I`m from Germany, 29 years old and I`ve two own horses (two others in training) and two older dogs.

I`m most interested in (Natural) Horsemanship, worked some years with the Parelli Method (Level 4 with my former gelding) and now more concentrated on Brannaman, Cox, Martin Black... 

I`ll starting may mares with the bosal and try to train them good working skills (roping, ground tying, log dragging, and natural trail obstacles)

Ok enough about me... if anyone want to know more about me, just ask


----------



## DuffyDuck (Sep 27, 2011)

Hey welcome to the forum!

I also live in Germany (but I'm British) and live in NRW.

Where abouts are you?


----------



## Abby07 (Mar 16, 2012)

DuffyDuck said:


> Hey welcome to the forum!
> 
> I also live in Germany (but I'm British) and live in NRW.
> 
> Where abouts are you?


Cool 

I live in Saarland...

What horses do you have? And where in NRW do you live?


----------



## DuffyDuck (Sep 27, 2011)

Moenchengladbach!

I have a 182cm Westfale mare, Duffy  My dad has a Mecklenburger mare, Josie, who is around 164cm.

I have NO idea where Saarland is haha!

Are you English or German?


----------



## Abby07 (Mar 16, 2012)

DuffyDuck said:


> I have NO idea where Saarland is haha!


*lol*


I`m german 

It`s ca. 250 km almost straight south from Mönchengladbach...

Are you riding dressage with Duffy?


----------



## DuffyDuck (Sep 27, 2011)

Your English is very good 

My german is rubbish.. I can get by, but my grammar is awful lol!

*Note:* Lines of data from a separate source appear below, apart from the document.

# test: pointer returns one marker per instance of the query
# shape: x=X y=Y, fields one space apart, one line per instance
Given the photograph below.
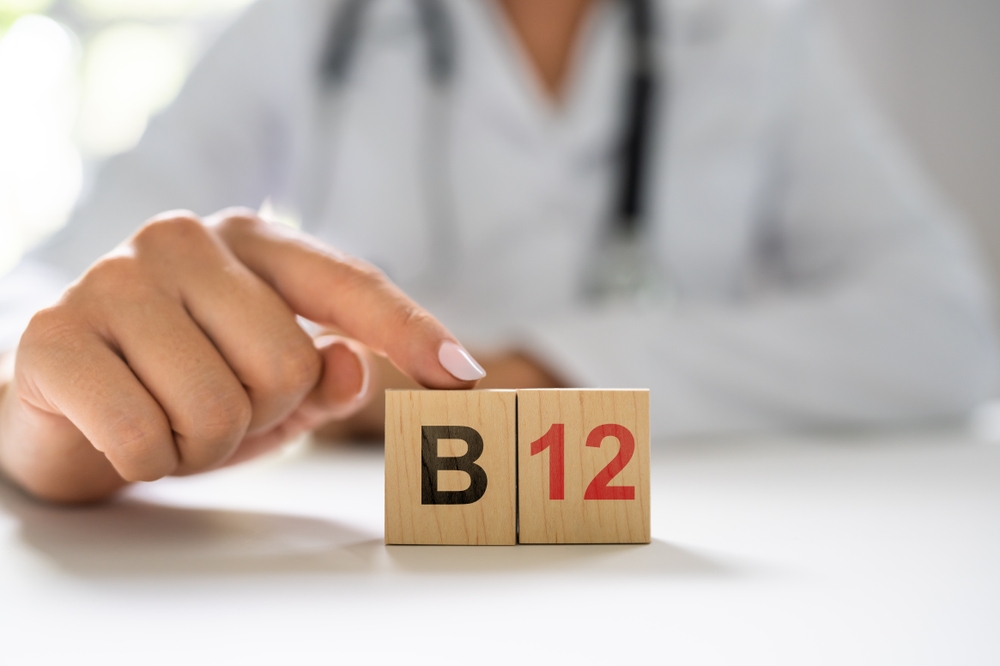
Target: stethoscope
x=622 y=266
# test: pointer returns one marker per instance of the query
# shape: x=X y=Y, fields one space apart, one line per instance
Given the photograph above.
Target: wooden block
x=583 y=466
x=450 y=460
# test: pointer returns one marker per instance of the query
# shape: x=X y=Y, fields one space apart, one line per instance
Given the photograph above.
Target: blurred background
x=79 y=80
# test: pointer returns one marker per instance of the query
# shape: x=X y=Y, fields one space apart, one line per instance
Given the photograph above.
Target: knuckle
x=46 y=328
x=296 y=370
x=176 y=229
x=220 y=420
x=110 y=275
x=141 y=449
x=238 y=221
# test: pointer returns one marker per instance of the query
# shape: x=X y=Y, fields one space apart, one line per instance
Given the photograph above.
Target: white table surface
x=873 y=549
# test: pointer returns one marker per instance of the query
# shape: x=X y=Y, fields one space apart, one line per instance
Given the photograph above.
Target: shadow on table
x=130 y=538
x=658 y=558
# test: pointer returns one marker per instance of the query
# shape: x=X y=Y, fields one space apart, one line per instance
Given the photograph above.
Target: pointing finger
x=332 y=288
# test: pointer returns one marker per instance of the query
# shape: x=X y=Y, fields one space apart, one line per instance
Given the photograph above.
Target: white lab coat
x=818 y=280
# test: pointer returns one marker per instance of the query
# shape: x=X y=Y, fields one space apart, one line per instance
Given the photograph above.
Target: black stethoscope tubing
x=441 y=47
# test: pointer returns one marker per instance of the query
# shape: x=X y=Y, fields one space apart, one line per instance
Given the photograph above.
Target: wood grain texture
x=489 y=520
x=575 y=519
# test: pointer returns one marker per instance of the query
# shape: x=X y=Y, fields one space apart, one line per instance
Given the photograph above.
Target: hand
x=509 y=370
x=180 y=352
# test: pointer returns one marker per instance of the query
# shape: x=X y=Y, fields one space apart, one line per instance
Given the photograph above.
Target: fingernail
x=459 y=362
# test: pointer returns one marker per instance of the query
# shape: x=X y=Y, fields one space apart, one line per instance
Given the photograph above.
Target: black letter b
x=432 y=463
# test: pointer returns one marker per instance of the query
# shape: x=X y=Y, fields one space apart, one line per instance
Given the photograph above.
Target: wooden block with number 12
x=450 y=467
x=583 y=466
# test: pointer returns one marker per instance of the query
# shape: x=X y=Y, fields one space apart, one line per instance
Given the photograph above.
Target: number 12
x=555 y=441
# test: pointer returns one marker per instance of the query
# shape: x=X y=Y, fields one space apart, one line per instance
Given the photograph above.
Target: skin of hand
x=503 y=371
x=180 y=352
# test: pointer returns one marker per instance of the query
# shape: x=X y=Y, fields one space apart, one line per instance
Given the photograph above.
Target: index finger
x=330 y=287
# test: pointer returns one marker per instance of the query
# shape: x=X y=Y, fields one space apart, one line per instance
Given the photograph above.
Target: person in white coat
x=796 y=269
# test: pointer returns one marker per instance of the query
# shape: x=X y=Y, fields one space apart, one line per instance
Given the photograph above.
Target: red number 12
x=555 y=441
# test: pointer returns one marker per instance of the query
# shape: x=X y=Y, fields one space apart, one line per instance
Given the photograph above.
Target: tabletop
x=792 y=549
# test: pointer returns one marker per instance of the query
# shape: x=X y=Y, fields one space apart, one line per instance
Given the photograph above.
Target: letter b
x=432 y=463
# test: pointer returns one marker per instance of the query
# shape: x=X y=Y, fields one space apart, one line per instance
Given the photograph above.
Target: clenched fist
x=180 y=352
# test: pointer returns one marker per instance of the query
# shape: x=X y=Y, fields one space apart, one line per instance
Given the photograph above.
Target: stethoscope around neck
x=623 y=264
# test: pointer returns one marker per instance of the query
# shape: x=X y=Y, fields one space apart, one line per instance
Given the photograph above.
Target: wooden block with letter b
x=583 y=466
x=450 y=460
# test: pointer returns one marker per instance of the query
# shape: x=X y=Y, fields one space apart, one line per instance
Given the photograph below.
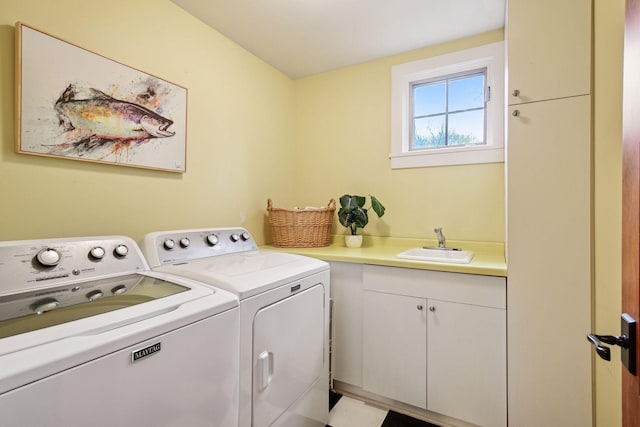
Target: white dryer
x=284 y=319
x=89 y=336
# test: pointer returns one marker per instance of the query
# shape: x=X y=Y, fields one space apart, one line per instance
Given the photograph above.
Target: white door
x=394 y=347
x=466 y=359
x=288 y=353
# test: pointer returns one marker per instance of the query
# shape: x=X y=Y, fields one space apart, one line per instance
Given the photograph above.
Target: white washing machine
x=284 y=319
x=89 y=336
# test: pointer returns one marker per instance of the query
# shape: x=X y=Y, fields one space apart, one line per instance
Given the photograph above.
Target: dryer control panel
x=172 y=247
x=36 y=264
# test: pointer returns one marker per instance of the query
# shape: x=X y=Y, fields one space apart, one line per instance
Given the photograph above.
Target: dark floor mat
x=395 y=419
x=333 y=398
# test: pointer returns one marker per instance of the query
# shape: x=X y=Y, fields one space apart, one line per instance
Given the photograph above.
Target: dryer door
x=287 y=352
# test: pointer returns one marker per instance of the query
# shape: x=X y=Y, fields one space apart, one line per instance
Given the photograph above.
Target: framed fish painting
x=76 y=104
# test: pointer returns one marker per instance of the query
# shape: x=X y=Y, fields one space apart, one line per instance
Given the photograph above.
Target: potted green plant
x=353 y=215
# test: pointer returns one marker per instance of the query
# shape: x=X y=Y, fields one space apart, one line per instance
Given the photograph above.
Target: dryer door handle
x=265 y=369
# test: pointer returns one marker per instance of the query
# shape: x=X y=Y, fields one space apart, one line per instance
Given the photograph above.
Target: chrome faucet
x=440 y=237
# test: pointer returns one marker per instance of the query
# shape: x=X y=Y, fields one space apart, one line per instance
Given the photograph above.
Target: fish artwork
x=92 y=119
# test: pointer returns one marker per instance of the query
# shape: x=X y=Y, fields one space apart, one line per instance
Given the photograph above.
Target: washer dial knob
x=120 y=289
x=48 y=257
x=45 y=305
x=121 y=251
x=94 y=295
x=97 y=252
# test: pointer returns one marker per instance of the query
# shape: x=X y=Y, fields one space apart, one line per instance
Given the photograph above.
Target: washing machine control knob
x=97 y=252
x=45 y=305
x=48 y=257
x=94 y=295
x=121 y=251
x=120 y=289
x=212 y=239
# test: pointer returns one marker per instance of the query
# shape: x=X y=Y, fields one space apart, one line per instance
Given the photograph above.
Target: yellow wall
x=608 y=48
x=343 y=140
x=240 y=129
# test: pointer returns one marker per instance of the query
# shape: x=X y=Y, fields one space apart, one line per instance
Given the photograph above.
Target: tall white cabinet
x=549 y=212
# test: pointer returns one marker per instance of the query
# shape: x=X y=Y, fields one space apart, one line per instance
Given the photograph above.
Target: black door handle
x=603 y=351
x=627 y=341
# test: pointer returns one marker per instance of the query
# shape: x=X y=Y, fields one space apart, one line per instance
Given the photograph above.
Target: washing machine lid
x=147 y=295
x=248 y=273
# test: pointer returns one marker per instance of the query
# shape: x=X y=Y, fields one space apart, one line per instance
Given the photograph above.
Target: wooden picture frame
x=75 y=104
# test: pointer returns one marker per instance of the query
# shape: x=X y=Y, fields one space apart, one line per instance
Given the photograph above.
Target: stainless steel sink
x=448 y=255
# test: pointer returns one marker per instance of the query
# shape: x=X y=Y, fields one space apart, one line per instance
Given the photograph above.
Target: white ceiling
x=305 y=37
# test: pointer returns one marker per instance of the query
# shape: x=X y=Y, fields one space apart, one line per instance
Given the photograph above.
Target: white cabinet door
x=466 y=359
x=549 y=258
x=548 y=49
x=394 y=347
x=346 y=345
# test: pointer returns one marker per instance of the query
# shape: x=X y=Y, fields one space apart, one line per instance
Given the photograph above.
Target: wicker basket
x=301 y=228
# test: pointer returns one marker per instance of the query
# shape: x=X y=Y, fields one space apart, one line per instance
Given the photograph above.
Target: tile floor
x=350 y=412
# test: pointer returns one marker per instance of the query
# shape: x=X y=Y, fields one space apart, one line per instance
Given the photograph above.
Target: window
x=448 y=110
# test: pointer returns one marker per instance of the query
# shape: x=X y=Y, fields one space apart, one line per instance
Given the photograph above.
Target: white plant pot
x=353 y=241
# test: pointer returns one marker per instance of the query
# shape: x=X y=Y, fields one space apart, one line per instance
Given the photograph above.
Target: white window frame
x=491 y=57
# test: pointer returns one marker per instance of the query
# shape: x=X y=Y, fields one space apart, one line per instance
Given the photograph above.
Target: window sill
x=447 y=157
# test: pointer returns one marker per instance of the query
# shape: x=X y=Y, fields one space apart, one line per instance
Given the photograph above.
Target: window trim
x=491 y=57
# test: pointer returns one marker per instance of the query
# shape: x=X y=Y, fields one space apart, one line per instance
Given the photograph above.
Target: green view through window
x=449 y=111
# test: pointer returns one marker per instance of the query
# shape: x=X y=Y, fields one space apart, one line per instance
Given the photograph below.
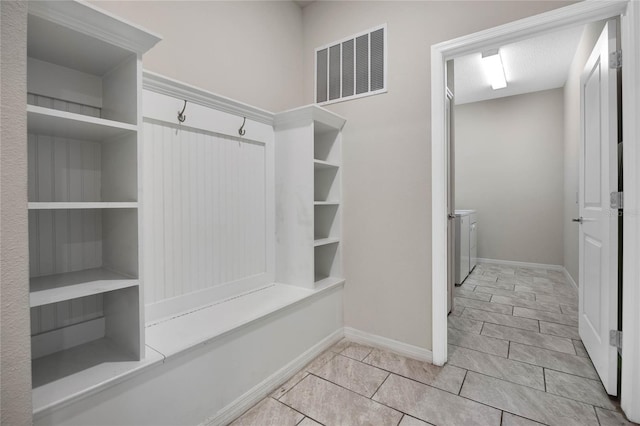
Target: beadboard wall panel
x=205 y=204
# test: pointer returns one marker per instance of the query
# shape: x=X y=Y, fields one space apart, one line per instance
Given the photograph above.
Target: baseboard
x=523 y=264
x=390 y=344
x=261 y=390
x=569 y=278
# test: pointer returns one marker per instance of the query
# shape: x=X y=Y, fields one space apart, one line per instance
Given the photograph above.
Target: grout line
x=463 y=380
x=378 y=388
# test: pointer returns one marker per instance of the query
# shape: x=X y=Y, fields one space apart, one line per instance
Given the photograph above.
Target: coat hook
x=181 y=116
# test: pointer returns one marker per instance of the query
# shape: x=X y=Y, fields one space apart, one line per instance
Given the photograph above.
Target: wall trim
x=177 y=89
x=522 y=264
x=401 y=348
x=569 y=278
x=261 y=390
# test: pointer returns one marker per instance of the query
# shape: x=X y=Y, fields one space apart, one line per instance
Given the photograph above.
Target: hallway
x=515 y=358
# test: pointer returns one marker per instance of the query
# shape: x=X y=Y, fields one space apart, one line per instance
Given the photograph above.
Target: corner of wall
x=15 y=352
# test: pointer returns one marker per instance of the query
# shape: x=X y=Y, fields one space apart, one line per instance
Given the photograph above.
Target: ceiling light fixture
x=494 y=69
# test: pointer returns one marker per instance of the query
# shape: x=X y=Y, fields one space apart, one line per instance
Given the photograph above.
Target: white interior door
x=598 y=222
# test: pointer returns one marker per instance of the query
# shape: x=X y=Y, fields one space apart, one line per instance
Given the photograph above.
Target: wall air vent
x=353 y=67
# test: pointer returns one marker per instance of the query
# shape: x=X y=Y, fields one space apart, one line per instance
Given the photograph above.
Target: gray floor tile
x=612 y=418
x=478 y=342
x=482 y=277
x=465 y=324
x=508 y=293
x=509 y=419
x=527 y=402
x=570 y=310
x=566 y=294
x=516 y=301
x=560 y=344
x=485 y=306
x=330 y=404
x=320 y=361
x=284 y=388
x=433 y=405
x=357 y=351
x=471 y=294
x=495 y=318
x=448 y=378
x=411 y=421
x=559 y=330
x=580 y=349
x=269 y=412
x=498 y=367
x=497 y=284
x=545 y=316
x=340 y=346
x=308 y=422
x=353 y=375
x=566 y=363
x=563 y=300
x=578 y=388
x=456 y=310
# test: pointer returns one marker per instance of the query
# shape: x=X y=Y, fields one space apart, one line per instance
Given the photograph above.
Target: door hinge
x=615 y=59
x=615 y=338
x=617 y=200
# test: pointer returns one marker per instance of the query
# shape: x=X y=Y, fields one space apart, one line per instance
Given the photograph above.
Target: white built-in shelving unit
x=308 y=193
x=84 y=74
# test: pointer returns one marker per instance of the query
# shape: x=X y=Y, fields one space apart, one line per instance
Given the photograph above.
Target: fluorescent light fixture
x=494 y=70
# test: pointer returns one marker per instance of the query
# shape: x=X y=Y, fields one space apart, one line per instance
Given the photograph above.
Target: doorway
x=563 y=18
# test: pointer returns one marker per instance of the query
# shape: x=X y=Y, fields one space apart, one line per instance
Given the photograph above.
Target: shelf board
x=322 y=281
x=82 y=205
x=323 y=165
x=71 y=285
x=325 y=241
x=46 y=121
x=68 y=375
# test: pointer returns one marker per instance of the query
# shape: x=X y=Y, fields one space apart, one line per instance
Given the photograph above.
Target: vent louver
x=353 y=67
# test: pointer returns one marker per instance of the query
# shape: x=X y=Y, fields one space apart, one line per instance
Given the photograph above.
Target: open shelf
x=325 y=241
x=71 y=285
x=69 y=125
x=81 y=205
x=67 y=375
x=323 y=165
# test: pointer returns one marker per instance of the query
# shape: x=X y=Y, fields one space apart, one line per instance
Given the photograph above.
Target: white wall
x=571 y=144
x=15 y=352
x=387 y=154
x=247 y=50
x=509 y=167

Sort of, I bought her in June in VERY bad condition, so its taken me time to bring her on, get muscle and fat on her and now we're beginning our dressage


----------



## MysticL (Sep 5, 2011)

Welcome to the forum


----------



## Abby07 (Mar 16, 2012)

Thank you!

I`m watching a lot of DVDs (I`ve a really big collection of Horsemanship and riding DVDs) and reading books, bloggs etc. in english so I can improve it without any effort 

Would you show me some pictures from your mare? I`m always so curious :wink:


----------



## DuffyDuck (Sep 27, 2011)

I will put some up when I'm home.. as of yesterday I may have sold her though!


----------



## Abby07 (Mar 16, 2012)

Why? What happened?


----------



## DuffyDuck (Sep 27, 2011)

I have had her for sale since January for lots of reasons.. not because she is a bad horse though haha!

She's very big, and I'm.. not! And I might have to have an operation on my shoulder now, so I will have 2 months off minimum and she is a horse that needs daily work.. so its for the best, but only to the right home.. and think we found her one last night!


----------